もしも怨嗟の鬼を人為的に生じさせられるということであれば、なるほど、確かに異常事態──
ネメアが大和を頼った理由がわかる。
悩んでいる野ばらを余所に、大和は盛大に舌打ちした。
「未知の現象だ。調べるにしても、俺たちじゃあ手に余る」
あらゆる知識に精通している大和でも、鬼の専門家である野ばらでも、この事態を把握しきれていない。
ただ鬼を狩るだけなら簡単なのだが……
大和は野ばらの目を見て聞く。
「とりあえず、聞いておくぜ。……出所が人間だとしても、お前は殺せるか?」
「……無論よ。
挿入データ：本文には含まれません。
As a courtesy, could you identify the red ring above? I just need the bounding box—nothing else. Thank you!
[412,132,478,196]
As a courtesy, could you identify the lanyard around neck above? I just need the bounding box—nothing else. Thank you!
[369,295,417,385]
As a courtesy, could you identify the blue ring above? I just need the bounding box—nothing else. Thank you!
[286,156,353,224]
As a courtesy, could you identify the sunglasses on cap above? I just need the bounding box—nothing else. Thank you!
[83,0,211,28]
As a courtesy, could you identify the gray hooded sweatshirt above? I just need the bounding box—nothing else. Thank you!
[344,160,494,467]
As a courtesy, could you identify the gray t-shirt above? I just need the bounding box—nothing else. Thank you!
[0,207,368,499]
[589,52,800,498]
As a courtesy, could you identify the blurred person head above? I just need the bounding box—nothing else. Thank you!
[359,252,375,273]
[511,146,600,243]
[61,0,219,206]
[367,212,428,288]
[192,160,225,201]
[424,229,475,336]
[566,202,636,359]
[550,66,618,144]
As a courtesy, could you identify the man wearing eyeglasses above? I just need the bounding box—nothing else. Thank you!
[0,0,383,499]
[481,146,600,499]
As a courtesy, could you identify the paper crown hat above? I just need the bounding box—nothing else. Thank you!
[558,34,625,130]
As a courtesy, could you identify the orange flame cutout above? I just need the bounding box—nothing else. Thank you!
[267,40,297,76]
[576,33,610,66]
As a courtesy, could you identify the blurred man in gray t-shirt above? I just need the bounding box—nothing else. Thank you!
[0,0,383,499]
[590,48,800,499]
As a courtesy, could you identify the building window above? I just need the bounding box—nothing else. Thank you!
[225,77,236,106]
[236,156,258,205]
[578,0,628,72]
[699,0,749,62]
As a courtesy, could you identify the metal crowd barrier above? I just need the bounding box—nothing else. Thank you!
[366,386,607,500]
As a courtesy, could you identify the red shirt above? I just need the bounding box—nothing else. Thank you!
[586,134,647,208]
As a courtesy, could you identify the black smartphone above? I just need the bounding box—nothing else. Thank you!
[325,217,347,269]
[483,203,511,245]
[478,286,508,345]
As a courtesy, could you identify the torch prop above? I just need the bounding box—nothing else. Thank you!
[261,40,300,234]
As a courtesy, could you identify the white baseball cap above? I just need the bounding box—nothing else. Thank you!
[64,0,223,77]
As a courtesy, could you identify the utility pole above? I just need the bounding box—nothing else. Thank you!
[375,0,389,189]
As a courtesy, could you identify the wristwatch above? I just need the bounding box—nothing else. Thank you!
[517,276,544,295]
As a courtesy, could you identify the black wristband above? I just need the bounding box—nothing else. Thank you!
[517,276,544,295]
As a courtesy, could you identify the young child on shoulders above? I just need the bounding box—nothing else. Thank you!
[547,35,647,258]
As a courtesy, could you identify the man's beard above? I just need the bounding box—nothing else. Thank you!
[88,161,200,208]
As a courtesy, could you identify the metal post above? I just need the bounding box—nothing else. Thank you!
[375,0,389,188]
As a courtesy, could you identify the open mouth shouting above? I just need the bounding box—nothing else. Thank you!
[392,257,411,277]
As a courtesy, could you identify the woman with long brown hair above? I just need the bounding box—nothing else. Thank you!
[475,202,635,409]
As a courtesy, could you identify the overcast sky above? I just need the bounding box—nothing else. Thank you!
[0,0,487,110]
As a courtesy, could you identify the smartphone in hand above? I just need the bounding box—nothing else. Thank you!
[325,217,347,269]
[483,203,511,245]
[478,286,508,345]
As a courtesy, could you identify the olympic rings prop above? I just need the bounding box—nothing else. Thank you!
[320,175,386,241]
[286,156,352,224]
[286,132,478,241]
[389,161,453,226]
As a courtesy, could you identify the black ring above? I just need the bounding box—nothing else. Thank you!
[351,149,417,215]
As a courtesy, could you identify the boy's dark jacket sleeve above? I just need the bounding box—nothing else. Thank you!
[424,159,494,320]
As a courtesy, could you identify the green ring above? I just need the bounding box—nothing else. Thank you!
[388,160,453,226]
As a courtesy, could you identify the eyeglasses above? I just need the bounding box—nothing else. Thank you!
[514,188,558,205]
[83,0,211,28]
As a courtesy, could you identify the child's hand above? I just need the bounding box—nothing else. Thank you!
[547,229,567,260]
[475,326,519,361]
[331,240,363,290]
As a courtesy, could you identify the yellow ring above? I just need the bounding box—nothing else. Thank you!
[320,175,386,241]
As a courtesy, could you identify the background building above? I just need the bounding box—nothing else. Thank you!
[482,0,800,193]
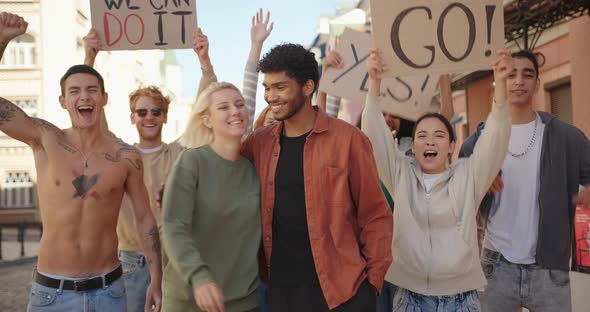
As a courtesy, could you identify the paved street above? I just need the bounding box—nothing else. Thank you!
[0,258,36,312]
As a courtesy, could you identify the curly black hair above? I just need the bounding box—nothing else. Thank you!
[257,43,319,92]
[512,50,539,79]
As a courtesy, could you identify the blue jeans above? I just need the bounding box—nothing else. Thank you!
[393,288,481,312]
[480,249,572,312]
[119,250,150,312]
[27,278,127,312]
[377,281,397,312]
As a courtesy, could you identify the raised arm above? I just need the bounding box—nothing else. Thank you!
[242,9,274,137]
[82,29,116,137]
[193,28,217,96]
[0,12,41,146]
[0,12,29,59]
[438,74,455,121]
[316,50,344,117]
[122,142,162,311]
[469,49,514,202]
[361,49,403,195]
[349,130,393,293]
[82,29,102,67]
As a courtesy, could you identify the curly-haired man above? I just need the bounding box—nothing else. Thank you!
[242,44,393,311]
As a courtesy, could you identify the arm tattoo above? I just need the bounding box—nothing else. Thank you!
[0,98,18,126]
[147,226,162,257]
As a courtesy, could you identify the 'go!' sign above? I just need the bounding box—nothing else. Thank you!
[371,0,504,76]
[90,0,197,51]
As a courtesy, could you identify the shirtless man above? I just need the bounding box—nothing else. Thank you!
[0,13,161,311]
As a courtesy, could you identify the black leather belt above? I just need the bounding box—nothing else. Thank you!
[35,265,123,291]
[483,248,511,263]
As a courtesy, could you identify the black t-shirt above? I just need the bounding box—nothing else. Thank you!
[270,132,319,287]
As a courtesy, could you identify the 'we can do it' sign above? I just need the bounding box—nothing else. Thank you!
[90,0,197,51]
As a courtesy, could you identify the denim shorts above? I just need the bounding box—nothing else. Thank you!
[27,278,127,312]
[393,288,481,312]
[119,250,150,312]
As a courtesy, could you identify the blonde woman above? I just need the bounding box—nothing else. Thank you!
[162,82,261,312]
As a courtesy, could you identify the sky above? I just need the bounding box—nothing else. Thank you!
[176,0,355,114]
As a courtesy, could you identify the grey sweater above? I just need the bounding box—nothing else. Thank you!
[459,112,590,271]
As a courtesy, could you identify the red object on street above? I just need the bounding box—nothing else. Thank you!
[574,206,590,273]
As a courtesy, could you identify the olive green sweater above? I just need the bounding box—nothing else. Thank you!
[162,145,261,312]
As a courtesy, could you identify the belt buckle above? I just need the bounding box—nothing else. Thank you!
[74,279,88,291]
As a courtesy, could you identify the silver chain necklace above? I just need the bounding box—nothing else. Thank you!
[508,114,538,158]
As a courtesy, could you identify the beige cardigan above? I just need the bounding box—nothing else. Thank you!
[362,96,511,296]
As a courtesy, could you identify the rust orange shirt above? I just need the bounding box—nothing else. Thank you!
[242,112,393,309]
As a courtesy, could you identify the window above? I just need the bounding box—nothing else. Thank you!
[0,171,35,209]
[0,34,37,68]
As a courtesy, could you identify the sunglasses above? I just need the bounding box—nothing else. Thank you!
[135,108,164,117]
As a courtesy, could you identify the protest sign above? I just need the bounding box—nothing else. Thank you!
[320,28,438,120]
[90,0,197,51]
[371,0,504,77]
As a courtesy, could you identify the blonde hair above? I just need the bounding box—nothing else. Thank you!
[129,86,170,113]
[179,82,242,148]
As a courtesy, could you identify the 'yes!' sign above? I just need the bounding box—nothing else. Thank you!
[320,28,439,120]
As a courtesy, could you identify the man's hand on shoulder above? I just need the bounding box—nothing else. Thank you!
[105,137,143,172]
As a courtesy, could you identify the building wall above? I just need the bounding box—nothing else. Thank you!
[569,16,590,137]
[466,17,590,136]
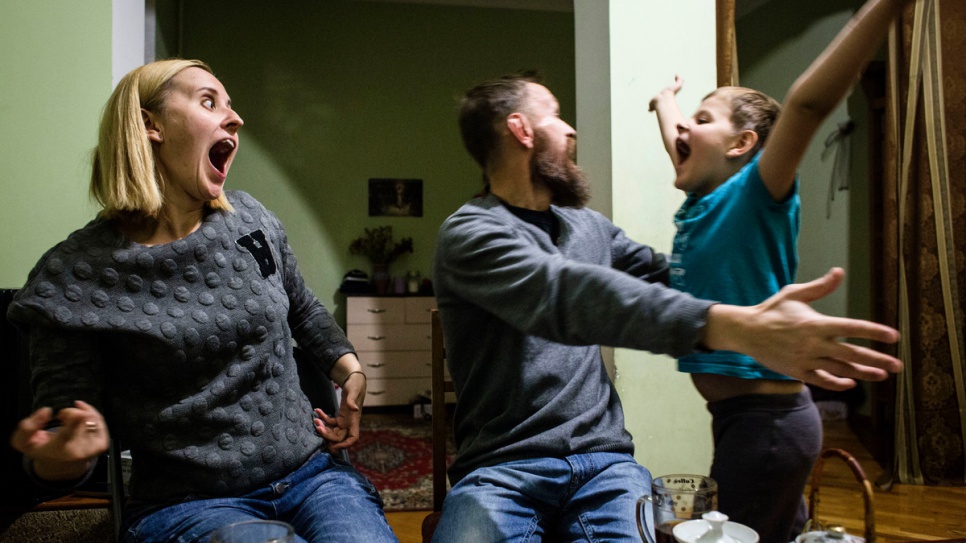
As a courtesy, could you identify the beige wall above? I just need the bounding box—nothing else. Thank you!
[575,0,715,475]
[0,0,112,288]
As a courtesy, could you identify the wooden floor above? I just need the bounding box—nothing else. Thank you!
[386,421,966,543]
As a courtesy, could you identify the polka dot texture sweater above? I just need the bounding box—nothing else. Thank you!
[9,191,353,504]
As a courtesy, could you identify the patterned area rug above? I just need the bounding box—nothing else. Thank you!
[349,412,455,511]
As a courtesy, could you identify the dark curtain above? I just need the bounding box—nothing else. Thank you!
[877,0,966,485]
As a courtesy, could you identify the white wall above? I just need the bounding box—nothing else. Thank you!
[574,0,715,476]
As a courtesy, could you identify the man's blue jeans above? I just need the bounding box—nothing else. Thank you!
[433,453,651,543]
[122,453,398,543]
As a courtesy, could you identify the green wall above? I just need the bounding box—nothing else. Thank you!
[158,0,575,322]
[0,0,111,288]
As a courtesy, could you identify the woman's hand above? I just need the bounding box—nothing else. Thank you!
[313,371,366,451]
[10,400,111,481]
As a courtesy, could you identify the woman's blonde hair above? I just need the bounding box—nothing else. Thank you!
[90,59,232,218]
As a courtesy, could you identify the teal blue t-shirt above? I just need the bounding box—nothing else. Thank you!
[670,152,801,379]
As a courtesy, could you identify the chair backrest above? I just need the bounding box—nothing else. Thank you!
[421,308,455,543]
[430,308,454,511]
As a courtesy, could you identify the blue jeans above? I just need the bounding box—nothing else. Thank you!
[121,453,398,543]
[433,453,651,543]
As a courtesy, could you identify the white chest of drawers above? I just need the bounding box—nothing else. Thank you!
[346,296,436,406]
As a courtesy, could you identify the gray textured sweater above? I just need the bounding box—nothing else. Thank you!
[8,191,353,505]
[434,196,711,483]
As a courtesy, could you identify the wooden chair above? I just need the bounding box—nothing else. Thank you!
[422,309,455,543]
[806,449,875,543]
鬼を生み出す輩は鬼と変わらない」
「そうか、そりゃよかった」
野ばらは当時の鬼狩りでも過激派で知られていた。
邪魔する者や鬼と協力する者は、人間であろうが容赦なく斬り捨てる。
大和は安心したのだろう、明後日の方向を向いた。
「もうそろそろ来る頃合いだ」
「……誰か呼んだの?」
「俺たちは殺し専門だ。情報収集なんざ専門外もいいところ。だからその筋の専門家を雇った。ネメアがな」
大和が言い終えると同時に、目の前に煙幕がたかれる。
しばらくして白煙が晴れると、二足歩行の三毛猫が現れた。
しっぽが二本生えており、質素な浴衣を着ている。
彼はミャ、と手を挙げた。
「ネメアの旦那に頼まれ参上しやした! 怨嗟の鬼について調べてきましたぜ! 大和の旦那!」
「助かるぜ、ミケ」
ダミ声で喋る猫又、ミケ。
デスシティで最も有能だといわれている情報屋。
彼は既に、怨嗟の鬼の出所を掴んでいた。
◆◆
同時刻。
摩天楼煌めくデスシティの中央区、その大通りになんとも場違いな美少女がいた。
絢爛豪華な着物を大胆に着崩している。紅桜の花びらを散らした、黒を基調とした和ゴススタイルだ。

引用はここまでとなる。